You can actually fairly easily determine the rotational latency -- I did this once as part of a university project. It is described in this report. You'll want to skip to page 7 where you see some nice graphs of the latency. It goes from about 9.3 ms to 1.1 ms -- a drop of 8.2 ms. That corresponds directly to 60 s / 8.2 ms = 7317 RPM
.
It was done with simple C code -- here's the part that measures the between positions a
and b
in a scratch file. We did this with larger and larger b
values until we have been wandered all the way around a cylinder:
/* Measure the difference in access time between a and b. The result * is measured in nanoseconds. */ int measure_latency(off_t a, off_t b) { cycles_t ta, tb; overflow_disk_buffer(); lseek(work_file, a, SEEK_SET); read(work_file, buf, KiB/2); ta = get_cycles(); lseek(work_file, b, SEEK_SET); read(work_file, buf, KiB/2); tb = get_cycles(); int diff = (tb - ta)/cycles_per_ns; fprintf(stderr, "%i KiB to %i KiB: %i nsec\n", a / KiB, b / KiB, diff); return diff; }
This command lsblk -d -o name,rota
lists your drives and has a 1 at ROTA if it's a rotational disk and a 0 if it's an SSD.
Example output :
NAME ROTA sda 1 sdb 0
Finally a reliable solution! Two of them, actually!
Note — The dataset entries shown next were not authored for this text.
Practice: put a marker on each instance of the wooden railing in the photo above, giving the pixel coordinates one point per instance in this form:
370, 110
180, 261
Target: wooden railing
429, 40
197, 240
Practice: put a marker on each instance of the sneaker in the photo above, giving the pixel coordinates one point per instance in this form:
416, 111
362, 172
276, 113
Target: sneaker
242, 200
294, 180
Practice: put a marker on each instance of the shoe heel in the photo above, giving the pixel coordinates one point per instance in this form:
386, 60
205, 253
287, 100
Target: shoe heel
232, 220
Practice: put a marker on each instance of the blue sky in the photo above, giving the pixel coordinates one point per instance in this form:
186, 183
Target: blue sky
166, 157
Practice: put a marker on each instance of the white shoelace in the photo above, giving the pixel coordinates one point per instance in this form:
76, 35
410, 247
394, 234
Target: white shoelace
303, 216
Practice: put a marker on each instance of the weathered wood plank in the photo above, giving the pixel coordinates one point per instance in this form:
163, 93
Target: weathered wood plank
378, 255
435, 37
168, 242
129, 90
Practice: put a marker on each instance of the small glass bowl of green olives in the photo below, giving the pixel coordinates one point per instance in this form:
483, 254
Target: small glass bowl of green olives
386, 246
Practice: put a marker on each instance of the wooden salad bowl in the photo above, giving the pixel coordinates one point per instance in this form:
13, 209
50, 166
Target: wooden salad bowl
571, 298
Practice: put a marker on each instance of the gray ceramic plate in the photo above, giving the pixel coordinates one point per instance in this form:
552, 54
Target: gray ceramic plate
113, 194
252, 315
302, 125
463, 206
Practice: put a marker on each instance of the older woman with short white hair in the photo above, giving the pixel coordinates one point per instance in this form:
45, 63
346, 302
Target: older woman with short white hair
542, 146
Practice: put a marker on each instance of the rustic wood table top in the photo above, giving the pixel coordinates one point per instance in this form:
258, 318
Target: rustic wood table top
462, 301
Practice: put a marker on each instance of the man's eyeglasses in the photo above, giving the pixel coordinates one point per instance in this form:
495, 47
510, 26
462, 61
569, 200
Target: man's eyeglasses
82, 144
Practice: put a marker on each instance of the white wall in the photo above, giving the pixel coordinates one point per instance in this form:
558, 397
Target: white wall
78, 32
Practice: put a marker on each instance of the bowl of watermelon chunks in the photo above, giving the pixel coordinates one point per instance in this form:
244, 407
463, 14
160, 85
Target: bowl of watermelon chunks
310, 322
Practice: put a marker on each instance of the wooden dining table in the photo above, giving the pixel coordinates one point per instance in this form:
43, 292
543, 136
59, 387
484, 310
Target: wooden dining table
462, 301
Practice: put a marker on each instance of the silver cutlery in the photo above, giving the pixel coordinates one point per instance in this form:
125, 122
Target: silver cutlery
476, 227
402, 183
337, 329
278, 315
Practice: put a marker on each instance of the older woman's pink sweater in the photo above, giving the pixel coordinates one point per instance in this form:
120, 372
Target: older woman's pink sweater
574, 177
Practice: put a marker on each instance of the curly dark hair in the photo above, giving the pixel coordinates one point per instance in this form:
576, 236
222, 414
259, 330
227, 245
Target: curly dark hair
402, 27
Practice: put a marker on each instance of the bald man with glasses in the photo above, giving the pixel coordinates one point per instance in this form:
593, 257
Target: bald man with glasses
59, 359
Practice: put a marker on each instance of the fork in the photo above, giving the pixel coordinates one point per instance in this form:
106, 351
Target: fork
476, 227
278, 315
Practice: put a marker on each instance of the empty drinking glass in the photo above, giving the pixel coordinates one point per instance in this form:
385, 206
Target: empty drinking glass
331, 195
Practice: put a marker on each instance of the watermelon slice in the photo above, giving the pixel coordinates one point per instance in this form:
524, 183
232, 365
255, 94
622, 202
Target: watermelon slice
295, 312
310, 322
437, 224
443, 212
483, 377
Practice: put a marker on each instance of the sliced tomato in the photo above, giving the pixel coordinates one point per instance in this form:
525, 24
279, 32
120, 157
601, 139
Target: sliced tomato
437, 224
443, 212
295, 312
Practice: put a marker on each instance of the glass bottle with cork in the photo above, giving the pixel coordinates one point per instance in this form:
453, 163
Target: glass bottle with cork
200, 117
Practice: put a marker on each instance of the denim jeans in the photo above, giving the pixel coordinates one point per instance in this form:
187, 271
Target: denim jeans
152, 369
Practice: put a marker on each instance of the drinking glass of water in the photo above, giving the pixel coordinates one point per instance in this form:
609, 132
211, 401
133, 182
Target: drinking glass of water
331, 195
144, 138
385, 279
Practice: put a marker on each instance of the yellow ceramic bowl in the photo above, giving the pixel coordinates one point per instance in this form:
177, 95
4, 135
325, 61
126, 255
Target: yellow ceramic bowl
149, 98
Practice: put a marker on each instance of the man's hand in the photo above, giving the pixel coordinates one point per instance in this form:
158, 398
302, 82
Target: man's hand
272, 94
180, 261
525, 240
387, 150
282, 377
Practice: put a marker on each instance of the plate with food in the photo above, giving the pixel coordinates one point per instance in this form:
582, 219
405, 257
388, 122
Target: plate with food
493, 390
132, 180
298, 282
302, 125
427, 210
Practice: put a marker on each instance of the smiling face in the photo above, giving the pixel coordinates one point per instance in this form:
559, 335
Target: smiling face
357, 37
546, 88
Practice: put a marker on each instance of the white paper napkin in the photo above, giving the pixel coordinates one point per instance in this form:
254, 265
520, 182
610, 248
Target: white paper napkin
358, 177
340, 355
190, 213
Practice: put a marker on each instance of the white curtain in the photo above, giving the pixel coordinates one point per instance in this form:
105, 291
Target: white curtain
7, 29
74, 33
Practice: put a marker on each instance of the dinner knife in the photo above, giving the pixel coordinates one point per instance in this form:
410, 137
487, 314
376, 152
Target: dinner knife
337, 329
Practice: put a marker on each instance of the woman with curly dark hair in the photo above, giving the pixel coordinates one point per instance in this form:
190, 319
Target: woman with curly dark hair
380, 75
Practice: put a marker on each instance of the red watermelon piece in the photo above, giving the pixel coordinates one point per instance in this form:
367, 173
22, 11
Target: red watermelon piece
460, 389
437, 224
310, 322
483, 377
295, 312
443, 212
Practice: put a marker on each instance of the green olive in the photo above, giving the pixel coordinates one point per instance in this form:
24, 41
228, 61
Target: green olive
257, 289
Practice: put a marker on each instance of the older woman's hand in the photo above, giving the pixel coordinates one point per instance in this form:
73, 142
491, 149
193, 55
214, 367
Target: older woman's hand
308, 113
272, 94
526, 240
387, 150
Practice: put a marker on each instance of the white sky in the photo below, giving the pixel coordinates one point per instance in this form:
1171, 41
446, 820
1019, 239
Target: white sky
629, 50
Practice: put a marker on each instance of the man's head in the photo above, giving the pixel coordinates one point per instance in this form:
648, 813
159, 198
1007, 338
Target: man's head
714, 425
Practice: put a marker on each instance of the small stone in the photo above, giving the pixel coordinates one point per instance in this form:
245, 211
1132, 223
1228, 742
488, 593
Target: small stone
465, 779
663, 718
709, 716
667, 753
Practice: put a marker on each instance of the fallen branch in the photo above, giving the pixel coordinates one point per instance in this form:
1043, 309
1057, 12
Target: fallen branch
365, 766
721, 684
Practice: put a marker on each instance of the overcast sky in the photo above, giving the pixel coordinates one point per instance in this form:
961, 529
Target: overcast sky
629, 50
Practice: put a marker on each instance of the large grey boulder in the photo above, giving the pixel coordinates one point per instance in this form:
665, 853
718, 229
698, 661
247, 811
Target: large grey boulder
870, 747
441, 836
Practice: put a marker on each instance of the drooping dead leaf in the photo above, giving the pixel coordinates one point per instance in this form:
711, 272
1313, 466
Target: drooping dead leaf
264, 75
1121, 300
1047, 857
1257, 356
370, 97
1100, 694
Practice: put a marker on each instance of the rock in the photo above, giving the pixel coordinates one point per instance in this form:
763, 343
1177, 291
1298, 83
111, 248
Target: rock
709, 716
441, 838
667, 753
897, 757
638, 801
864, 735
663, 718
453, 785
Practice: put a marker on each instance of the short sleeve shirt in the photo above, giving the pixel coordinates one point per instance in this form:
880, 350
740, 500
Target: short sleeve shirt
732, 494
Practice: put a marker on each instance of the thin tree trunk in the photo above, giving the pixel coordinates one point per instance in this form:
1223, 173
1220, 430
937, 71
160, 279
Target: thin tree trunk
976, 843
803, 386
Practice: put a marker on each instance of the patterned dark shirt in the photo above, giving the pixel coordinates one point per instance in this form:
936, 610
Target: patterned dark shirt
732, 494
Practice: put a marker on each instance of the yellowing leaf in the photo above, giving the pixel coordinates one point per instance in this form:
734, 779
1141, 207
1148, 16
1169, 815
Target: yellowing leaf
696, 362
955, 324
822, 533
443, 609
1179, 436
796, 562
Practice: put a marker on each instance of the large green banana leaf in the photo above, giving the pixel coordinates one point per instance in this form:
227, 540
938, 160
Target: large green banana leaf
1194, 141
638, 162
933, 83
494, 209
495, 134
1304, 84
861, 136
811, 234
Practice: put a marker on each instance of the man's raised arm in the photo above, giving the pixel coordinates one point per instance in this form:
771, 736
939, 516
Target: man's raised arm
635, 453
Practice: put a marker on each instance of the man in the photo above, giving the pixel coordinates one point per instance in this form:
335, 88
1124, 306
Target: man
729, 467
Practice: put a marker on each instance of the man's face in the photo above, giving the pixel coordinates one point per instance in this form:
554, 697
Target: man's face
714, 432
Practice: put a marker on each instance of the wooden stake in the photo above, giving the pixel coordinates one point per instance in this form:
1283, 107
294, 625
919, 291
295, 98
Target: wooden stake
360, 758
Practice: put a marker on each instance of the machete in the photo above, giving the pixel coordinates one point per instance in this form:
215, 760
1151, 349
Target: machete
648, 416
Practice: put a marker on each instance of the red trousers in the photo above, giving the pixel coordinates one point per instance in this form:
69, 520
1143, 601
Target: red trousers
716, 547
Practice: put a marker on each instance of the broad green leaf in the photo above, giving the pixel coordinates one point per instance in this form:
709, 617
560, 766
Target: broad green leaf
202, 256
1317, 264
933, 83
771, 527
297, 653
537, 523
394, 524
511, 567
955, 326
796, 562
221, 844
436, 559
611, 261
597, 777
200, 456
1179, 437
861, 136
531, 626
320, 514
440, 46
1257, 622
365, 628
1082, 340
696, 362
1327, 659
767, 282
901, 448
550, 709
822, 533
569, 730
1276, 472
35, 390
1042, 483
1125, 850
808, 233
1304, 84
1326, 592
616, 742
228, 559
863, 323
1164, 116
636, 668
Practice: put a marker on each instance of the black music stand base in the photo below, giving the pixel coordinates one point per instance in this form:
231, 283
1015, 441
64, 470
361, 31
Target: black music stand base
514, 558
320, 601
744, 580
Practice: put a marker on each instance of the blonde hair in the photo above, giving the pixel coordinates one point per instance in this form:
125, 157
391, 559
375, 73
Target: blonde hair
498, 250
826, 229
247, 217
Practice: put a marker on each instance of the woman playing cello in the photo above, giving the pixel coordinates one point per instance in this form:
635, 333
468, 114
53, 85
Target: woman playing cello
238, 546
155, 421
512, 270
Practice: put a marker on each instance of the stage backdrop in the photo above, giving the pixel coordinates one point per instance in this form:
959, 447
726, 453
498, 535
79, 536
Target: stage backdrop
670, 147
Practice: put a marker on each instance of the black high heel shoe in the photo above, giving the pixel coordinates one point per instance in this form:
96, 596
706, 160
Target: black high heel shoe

Check /sys/block/sdX/queue/rotational, where sdX is the drive name. If it's 0, you're dealing with an SSD, and 1 means plain old HDD.
I can't put my finger on the Linux version where it was introduced, but it's present in Ubuntu's Linux 3.2 and in vanilla Linux 3.6 and not present in vanilla 2.6.38. Oracle also backported it to their Unbreakable Enterprise kernel 5.5, which is based on 2.6.32.
There's also an ioctl to check if the drive is rotational since Linux 3.3, introduced by this commit. Using sysfs is usually more convenient, though.